En conclusion c’est un livre qui se lit facilement et rapidement, qui maintient bien l’attention, bon c’est terriblement stéréotypé, le vieux milliardaire qui ne se soucie que de ses intérêts, le gars cupide qui pour s’enrichir, n’hésite pas à mettre en danger toute une île (heureusement il y a une justice, eh eh), un gamin de 12 ans qui gère tout, sa sœur, sa trouille et les ordis, un brave paléontologue qui se préoccupe de son prochain et grâce à cela mérite de s’en sortir et bien sûr un happy end.
Les vrais héros dans le fond ce sont les dinosaures, tout terrifiants et réels qu’ils soient.

Bon ce qui est sûr c’est que si un jour dans un futur proche, la science permet de faire revivre des animaux des temps préhistoriques et ouvre un zoo pour aller les admirer, ce sera sans moi, je préfère les découvrir à travers les livres même si un simple coup de téléphone, en pleine lecture, me fait faire des bonds !
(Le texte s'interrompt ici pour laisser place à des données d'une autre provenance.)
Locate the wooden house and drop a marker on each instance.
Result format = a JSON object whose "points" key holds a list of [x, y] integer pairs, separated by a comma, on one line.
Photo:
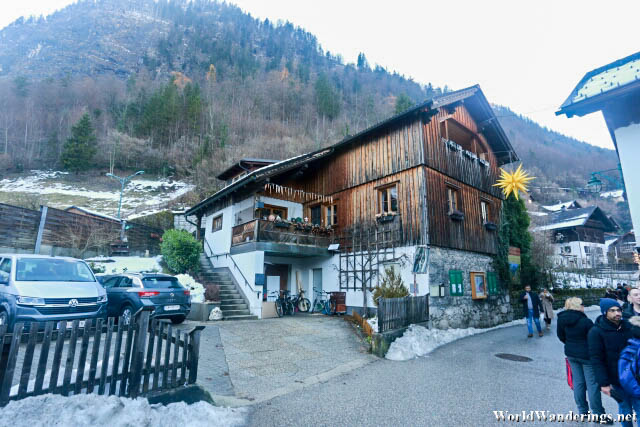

Il existe une suite à Jurassic Park, qui s’appelle Le monde perdu, je pense que je le lirai un jour, mais pas tout de suite, histoire de me remettre de mes émotions.


Extrait
Tim se figea. Il y avait quelque chose, derrière le feuillage.
Il leva les yeux.
Derrière les arbres, derrière la clôture, il distinguait un corps massif à la surface grenue, rugueuse, semblable à l'écorce d'un arbre. Mais ce n'était pas un arbre... Tim le va les yeux, encore plus haut ...
Il découvrit la tête énorme du tyrannosaure. L'animal immobile regardait les deux Land Cruiser par-dessus la clôture.